On the face of it, November is a month of transition in the Langhe. After the harvest, the collective ritual that ends the life cycle of this land of wine, and waiting for the Christmas period, with its snowy white blanket, seems to recall ancestral rites and ancient times. It almost seems like the month of November exists to act as a gentle and sometimes dragging bridge between these two fundamental moments in the life of the Langhe.
And it was on such a remarkably clear November day that we met, we three founders of Fine Italy, for a typical lunch in a typical Alta Langa.
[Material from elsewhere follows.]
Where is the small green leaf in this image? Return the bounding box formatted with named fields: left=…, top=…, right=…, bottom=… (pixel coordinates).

It was one of those restaurants that seem to be straight out of a storybook: Grandma in the kitchen, accompanied by Mum and an aunt who were learning from her old, wise hands the secrets of a cuisine that comes from ancient times, and their children seeing to the tables.
An hour and a half passed slowly, as we abandoned ourselves to the pleasures of the table and the conversation between the finely hand-chopped meat and the vitel tonné, including a taste of tajarin with mushrooms and ravioli al plin between a glass of Nebbiolo and a brasato, a bunet and a slice of hazelnut cake, Muscat grappa and many laughs.
At the end of lunch, just before getting up from the table calm and refreshed, Franco waved us to stay seated, looked at us, and said: "Guys ... why don’t we offer an hour and a half like the one we just spent eating a delicious italian food menu to other people too, even if they’re far away from Italy? ... "
A look of understanding passed between us, a toast was made, and Fine Italy was born.